In its recent tranche of releases Biddulph has restored a number of Oscar Shumsky’s recordings from the 1940s and 1950s. Here, however, we have a previously unreleased recording from 1984, when he enjoyed a triumphant return to Europe where he recorded widely, not least for ASV, Chandos and Nimbus.

I heard him three times during those years, twice playing the Elgar and once the Tchaikovsky. The Elgar performance with Andrew Davis was one of the greatest live performances of a concerto I have heard, the Tchaikovsky expert but not as persuasive. There were many broadcasts too, and one was a Proms performance of the Brahms with Mariss Janssons conducting the BBC Welsh Symphony in August 1987, which I duly taped. It’s now available on YouTube as the performance was filmed by the BBC. I’ve seen reference to a Rozhdestvensky broadcast with the LSO but haven’t found out more. He definitely recorded very brief illustrative excerpts from the concerto with the Little Symphony Orchestra for the Music Appreciation Records label [MAR 1015] back in the 1950s, the text spoken by conductor Thomas Scherman.

All of which is an entrée. The dish is this German recording, made in Marl over two days, after a concert performance with the Philharmonia Hungarica directed by Uri Segal. The work is central to a Romantic’s repertoire and the Auer and Zimbalist-trained violinist was nothing if not cast in the mould of the romantic tradition. In his portion of the booklet note, the violinist’s son Eric Shumsky, himself a splendid violist, relates that his father waived his concert fee to support the cost of recording, so he was plainly keen to set down a living record of his way with the work, which he hadn’t as yet recorded. And yet, afterwards, nothing happened and Shumsky moved on to other things. It was only when going through his possessions years after Shumsky’s death that Eric Shumsky found the tapes, which have now been digitally edited and mastered by Dennis Patterson. The result sounds splendid.

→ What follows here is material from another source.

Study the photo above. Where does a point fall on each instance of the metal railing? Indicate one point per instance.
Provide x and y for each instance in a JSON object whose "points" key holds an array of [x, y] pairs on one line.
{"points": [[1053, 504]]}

The performance is in the grandest romantic fashion. Shumsky phrases with spacious warmth in the first movement and Segal responds with elastic phraseology, the music tugging and expanding as befits its emotive temperature. Shumsky occasionally heightens the expressive breadth of a phrase and plays the Joachim cadenza with great dexterity. Changes of colour are always apposite and never unconsidered. The oboe solo in the slow movement sits in the orchestral tapestry and isn’t spotlit, and one can certainly hear the horn harmonies. Shumsky rhapsodises with a stream of rich-toned lyricism, attuned to dynamics, and bowing with finesse. This is playing of eloquent drama but never for a moment superficial. The finale is taken with vigour but relatively steadily, with a necessary sense of forward movement and a sufficient amount of paprika.

This proportions of the performance are very similar to those taken by a younger player, namely Perlman, though Shumsky’s tonal qualities are very different. The recording acoustic is somewhat billowy in the Kreis Recklinghausen, Marl, and sometimes the lower strings and horns can sound a touch blurry. You can certainly hear the echo at the end of the first and third movements.

Fine notes from Wayne Kiley and Eric Shumsky, of course, buttress this hugely welcome, unexpected and marvellously communicative performance. There’s no coupling and it’s therefore a disc of only 42 minutes but if you’ve read this far you’re a Shumsky admirer and won’t care about couplings and nor should you. I do hope there’s more where this comes from.